An explantation on my dancing habits.
I am not a good dancer. When I relax I can be about average, but that's as good as it gets. This doesn't mean I don't like dancing, I do, but it means that I am self conscious while I'm dancing.
What happens when I get self conscious about my dancing? It get's worse. Once it starts getting worse I start getting more self conscious, and suddenly you've got a endless loop where I my knees start shaking and I start wishing for a way to become invisible.
With me so far?
I do dance at clubs, but it takes a certain situation to make me comfortable enough to do so.
Examples:
Bryan and I go to night clubs a lot, and I dance like a lunatic. Hell, a couple days ago on a club trip with Bryan I was actually dancing on stage and feeling pretty confident about it.

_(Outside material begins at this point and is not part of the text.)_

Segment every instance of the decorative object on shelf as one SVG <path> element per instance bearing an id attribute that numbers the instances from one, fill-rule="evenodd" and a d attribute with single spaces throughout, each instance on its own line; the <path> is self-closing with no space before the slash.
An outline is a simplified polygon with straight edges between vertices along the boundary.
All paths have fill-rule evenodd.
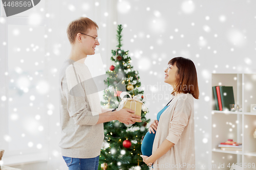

Why can I dance at these clubs with Bryan? Because he knows just about everything about me, everything good and bad. Bryan is probably the only person I trust not to judge me in any way. I know he's always on my side, and even if he did think my dancing was bad he wouldn't really care.
Renuka and I danced a lot at a recent Barrymores outting, and it was a lot of fun. I didn't dance as wild as I might when I'm out with Bryan, but that was mostly because I was surrounded by my ORC friends, and I'm not nearly as comfortable with them as I am with her.
Why could I dance with Renuka? Because she was not having a good time, and I knew I could help. She was surrounded by people she didn't know, and getting more bored by the moment. If I hadn't set aside my personal fears she would have had a miserable time. Instead we both danced a lot, and I hope she had a great time.
Laurie used to come to Barrymores a lot, and I always danced with her.
Why? Because she was there to see me, and if I didn't dance she wouldn't have had any fun. As her host it was my responsibility to make sure she had a good time, so I did.
There are other people I have, and have not danced with over the years, but I figure by this point the only one my readers will be concerned about is Lisa.
I don't know yet if I can dance with Lisa. Maybe. I doubt I'll ever really know. Every time I see her at a club she's got one or two friends with her, and I don't dance with groups. My ORC friends would love it if I did, but I don't. When I'm dancing I need to focus on one person so that I don't notice that I'm surrounded by people who might be watching. Bryan, Renuka, Laurie, or any of the others I've danced with over the years have all had one thing in common, it was just the two of us.
I know Lisa well enough to know that she's going to say that's just an excuse, but it's true. I've never danced in groups, there is nobody I can focus on when dancing in a group and there are all those other people there. I know they are not really watching me, but it always feels like they are.
So Lisa, here it is. I'll make you a deal. If you want me to dance then you and I will go to a club sometime, but nobody else we know will be comming along. I won't promise to dance, I'm a coward, so it's quite possible that I won't be able to. I will promise to try, and I will promise that you will have a good time either way. It's the same gamble I offered you long ago, it's your call.